現役引退から3年。12球団すべての春季キャンプに足を運び、横浜ベイスターズでは臨時コーチも務めた2001年に、
落合博満が自らの歩みと重ねて語り、現在でも変わらないホームラン論を3回にわたって掲載する。

ホームランへのこだわりはない。だから、「何本くらい打ちたい」という目標もなかった。長打力のある打者なら、ケガや大きなスランプなくシーズンを過ごせば、だいたいこれくらいは打てるだろうと目安にしていたのは30本かな。
今だから言えるけど、2年連続で記録した50本塁打だって、あくまで結果に過ぎないんだ。

そういう俺が、1982年に史上最年少の28歳で三冠王を獲ってしまった。これで、俺もスラッガーの仲間入り。ある野球評論家に「こんなに数字が低い三冠王は価値がない」と言われた時は腹が立ったけど(笑)、じゃあどうするということもなかった。

25歳でプロになり、一軍定着も遅かったから、王 貞治さん(巨人)の通算868本塁打や張本 勲さん(東映・日拓・日本ハム−巨人−ロッテ)の通算3085安打は、どんなに頑張ったって追い抜けない。
でも、三冠王という形で自分の名前が世に出た時、「これで俺も、プロ野球の歴史に名前が残せるな」と思ったくらいだな。

翌年(1983年)も首位打者を獲ったけど、契約更改では「前の年に3つ獲った選手が、今年はひとつなら減俸だ」とか言われた(笑)。でも、それで三冠王に執着したわけじゃない。
俺を三冠王獲りに駆り立てたのは、1984年のブーマー・ウェルズ(阪急)の三冠王なんだ。

ブーマーが打撃タイトルをひとりでさらってしまったわけだから、それまで3年続けて首位打者だった俺もノンタイトル。これがとても不愉快でね(笑)。
この時、「あぁ、ひとりで3つ獲ってしまうことは、他の打者にもこんなに影響を与えるんだ」と実感した。それで「来年は俺が獲ってしまおう」と決意して、ここから三冠王にこだわるようになった。

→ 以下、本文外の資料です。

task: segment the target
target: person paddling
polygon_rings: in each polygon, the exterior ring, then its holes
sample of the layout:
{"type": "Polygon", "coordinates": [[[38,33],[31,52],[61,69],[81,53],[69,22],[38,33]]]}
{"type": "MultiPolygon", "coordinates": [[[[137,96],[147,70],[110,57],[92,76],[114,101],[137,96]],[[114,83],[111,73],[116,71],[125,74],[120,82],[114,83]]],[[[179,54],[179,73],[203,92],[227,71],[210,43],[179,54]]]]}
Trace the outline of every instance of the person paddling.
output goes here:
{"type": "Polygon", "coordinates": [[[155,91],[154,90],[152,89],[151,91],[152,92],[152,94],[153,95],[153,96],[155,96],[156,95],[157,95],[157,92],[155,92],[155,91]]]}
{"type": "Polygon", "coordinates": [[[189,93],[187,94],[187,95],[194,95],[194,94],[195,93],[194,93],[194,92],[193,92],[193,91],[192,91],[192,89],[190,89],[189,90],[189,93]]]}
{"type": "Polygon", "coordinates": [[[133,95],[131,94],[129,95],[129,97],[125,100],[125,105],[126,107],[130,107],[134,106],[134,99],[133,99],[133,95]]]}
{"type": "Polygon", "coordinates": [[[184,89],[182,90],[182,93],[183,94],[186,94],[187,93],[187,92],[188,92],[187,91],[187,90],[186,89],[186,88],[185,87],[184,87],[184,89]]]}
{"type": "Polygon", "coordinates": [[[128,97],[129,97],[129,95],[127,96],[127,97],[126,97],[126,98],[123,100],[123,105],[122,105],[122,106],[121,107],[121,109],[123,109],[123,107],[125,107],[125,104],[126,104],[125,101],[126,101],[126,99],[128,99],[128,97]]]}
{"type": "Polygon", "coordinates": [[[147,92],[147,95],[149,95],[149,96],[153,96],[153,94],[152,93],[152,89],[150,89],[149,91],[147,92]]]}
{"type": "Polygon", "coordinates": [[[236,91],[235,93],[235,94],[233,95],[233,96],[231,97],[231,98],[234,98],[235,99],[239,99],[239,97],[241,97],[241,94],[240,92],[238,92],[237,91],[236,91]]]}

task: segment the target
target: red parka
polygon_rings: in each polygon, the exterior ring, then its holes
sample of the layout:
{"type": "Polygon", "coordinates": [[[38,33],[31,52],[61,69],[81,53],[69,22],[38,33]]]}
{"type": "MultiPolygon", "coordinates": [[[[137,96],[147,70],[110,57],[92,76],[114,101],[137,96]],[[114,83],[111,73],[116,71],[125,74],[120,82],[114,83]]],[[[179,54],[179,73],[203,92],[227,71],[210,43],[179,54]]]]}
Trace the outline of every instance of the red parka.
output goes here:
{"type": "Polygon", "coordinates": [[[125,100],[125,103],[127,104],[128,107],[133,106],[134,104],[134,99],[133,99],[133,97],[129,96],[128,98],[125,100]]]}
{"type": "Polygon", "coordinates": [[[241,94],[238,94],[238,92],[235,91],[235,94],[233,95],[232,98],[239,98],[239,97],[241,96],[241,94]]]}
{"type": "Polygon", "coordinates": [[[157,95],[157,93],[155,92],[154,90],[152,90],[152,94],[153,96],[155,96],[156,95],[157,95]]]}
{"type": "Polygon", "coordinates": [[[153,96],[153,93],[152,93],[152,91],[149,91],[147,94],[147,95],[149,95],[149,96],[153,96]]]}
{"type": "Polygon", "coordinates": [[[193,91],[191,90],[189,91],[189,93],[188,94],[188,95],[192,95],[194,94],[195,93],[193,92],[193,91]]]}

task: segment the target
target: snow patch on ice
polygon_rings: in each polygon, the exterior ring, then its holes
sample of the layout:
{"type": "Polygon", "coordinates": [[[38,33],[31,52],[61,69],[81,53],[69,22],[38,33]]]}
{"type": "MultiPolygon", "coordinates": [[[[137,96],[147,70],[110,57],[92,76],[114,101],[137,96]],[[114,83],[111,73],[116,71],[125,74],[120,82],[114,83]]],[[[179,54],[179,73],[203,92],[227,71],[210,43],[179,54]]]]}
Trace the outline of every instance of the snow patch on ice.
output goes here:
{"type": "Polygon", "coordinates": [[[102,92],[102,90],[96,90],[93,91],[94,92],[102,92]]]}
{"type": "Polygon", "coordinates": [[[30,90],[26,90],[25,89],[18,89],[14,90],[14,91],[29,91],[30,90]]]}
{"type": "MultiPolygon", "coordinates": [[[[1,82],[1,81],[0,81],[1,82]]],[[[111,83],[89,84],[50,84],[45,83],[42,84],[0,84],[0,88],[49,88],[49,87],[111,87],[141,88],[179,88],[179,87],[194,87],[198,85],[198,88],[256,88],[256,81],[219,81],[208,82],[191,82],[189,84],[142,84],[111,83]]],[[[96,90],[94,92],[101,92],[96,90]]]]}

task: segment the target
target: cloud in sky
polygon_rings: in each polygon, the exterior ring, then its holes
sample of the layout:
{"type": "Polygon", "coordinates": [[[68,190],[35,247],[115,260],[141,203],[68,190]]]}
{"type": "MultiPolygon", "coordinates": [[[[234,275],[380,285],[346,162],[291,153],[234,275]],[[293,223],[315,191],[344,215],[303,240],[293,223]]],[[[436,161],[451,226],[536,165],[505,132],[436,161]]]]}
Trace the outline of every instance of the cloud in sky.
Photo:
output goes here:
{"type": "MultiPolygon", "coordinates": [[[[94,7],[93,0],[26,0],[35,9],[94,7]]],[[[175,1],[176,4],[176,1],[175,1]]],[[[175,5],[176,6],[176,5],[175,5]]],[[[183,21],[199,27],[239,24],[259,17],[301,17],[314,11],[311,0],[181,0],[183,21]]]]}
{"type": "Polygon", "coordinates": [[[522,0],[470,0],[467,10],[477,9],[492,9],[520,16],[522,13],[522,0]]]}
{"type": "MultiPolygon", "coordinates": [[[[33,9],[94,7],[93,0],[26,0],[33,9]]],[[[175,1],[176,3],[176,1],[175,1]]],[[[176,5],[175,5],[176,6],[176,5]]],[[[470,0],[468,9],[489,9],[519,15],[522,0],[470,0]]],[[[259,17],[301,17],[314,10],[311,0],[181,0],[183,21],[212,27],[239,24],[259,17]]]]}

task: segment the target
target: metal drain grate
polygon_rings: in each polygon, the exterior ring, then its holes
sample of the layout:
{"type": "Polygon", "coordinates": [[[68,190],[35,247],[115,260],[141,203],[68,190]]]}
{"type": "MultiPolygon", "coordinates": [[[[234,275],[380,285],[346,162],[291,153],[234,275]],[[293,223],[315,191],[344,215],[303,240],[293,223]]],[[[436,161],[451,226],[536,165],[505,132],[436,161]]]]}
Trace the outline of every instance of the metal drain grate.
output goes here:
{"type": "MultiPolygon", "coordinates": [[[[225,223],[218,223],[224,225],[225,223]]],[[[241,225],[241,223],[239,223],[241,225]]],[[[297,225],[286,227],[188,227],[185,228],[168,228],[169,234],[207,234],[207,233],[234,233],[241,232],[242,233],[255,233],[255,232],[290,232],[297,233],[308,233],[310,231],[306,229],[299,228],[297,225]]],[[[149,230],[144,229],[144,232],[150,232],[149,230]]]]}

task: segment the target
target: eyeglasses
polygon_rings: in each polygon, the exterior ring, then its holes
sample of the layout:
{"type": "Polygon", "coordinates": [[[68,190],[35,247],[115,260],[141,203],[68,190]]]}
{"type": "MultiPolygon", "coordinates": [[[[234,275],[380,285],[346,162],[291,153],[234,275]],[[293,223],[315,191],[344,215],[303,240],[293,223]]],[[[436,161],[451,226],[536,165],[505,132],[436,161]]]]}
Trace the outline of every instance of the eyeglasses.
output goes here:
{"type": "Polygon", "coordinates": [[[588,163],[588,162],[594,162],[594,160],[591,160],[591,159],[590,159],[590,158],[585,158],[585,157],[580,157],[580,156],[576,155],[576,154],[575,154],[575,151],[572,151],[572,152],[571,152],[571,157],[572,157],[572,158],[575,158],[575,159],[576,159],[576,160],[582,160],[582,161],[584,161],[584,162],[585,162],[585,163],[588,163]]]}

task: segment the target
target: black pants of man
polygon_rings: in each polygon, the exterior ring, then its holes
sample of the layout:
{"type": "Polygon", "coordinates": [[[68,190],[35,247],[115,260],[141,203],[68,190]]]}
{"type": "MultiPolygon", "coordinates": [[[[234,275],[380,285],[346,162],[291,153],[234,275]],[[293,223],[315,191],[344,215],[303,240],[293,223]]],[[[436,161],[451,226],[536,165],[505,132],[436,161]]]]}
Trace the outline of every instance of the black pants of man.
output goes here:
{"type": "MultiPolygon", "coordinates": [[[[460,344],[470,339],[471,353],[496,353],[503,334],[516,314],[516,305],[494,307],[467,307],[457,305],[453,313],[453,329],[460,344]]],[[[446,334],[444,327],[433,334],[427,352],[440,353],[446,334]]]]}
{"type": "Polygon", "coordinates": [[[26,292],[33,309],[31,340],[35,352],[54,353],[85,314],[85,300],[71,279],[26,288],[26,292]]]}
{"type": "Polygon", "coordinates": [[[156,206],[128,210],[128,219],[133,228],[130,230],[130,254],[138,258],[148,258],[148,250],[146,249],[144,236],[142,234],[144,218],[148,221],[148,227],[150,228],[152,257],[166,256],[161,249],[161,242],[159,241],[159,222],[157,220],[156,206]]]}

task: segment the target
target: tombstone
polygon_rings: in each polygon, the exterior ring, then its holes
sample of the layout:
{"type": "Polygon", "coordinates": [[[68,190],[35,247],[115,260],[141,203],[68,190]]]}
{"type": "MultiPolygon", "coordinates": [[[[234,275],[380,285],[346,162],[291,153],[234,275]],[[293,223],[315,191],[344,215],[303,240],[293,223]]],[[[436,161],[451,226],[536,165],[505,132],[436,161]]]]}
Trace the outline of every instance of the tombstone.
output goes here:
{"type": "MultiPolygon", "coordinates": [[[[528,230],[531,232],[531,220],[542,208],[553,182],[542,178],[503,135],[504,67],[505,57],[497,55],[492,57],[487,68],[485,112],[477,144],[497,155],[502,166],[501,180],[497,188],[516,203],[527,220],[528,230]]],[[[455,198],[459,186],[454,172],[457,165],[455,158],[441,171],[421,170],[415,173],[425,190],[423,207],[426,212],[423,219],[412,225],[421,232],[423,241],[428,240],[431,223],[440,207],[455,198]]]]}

三冠王を狙うにあたって、課題になったのはホームランだった。40本台を打ったこともなかったから。そこで、何試合に1本打てばいいのかと考えた。
当時は130試合制だから、3試合に1本なら40本をクリアする。これを2.5試合にすれば52本。まさに、1985年の俺の本数になるじゃない(笑)。こういう計算のもとに、春のキャンプに臨んだ。
タイトルって、自分と闘い、数字と闘い、ライバルと戦って手にするものだからね。

幸い、この年(1985年)の俺には、ホームランを量産できそうな要素が2つあった。ひとつは技術的なこと。俺は感性を磨くことが大切だと考えてやってきた。
例えば、山田久志さん(阪急)のシンカーを攻略するために、ボールをすくい上げようとしないで上から潰そうとした。沈むボールを上から叩くという発想は、感性を研ぎ澄まさないと出てこない。

実際、これで攻略したんだからね。それじゃ、ホームランを増やしたいと考えた時、まず思いつきそうなことは何だ? パワーをつけて、飛距離を伸ばすということじゃないかな。でも、俺は違った。
ファウルになってしまう打球を、何とかポールの内側を通したいと……(笑)。出てこないでしょう、こんな発想。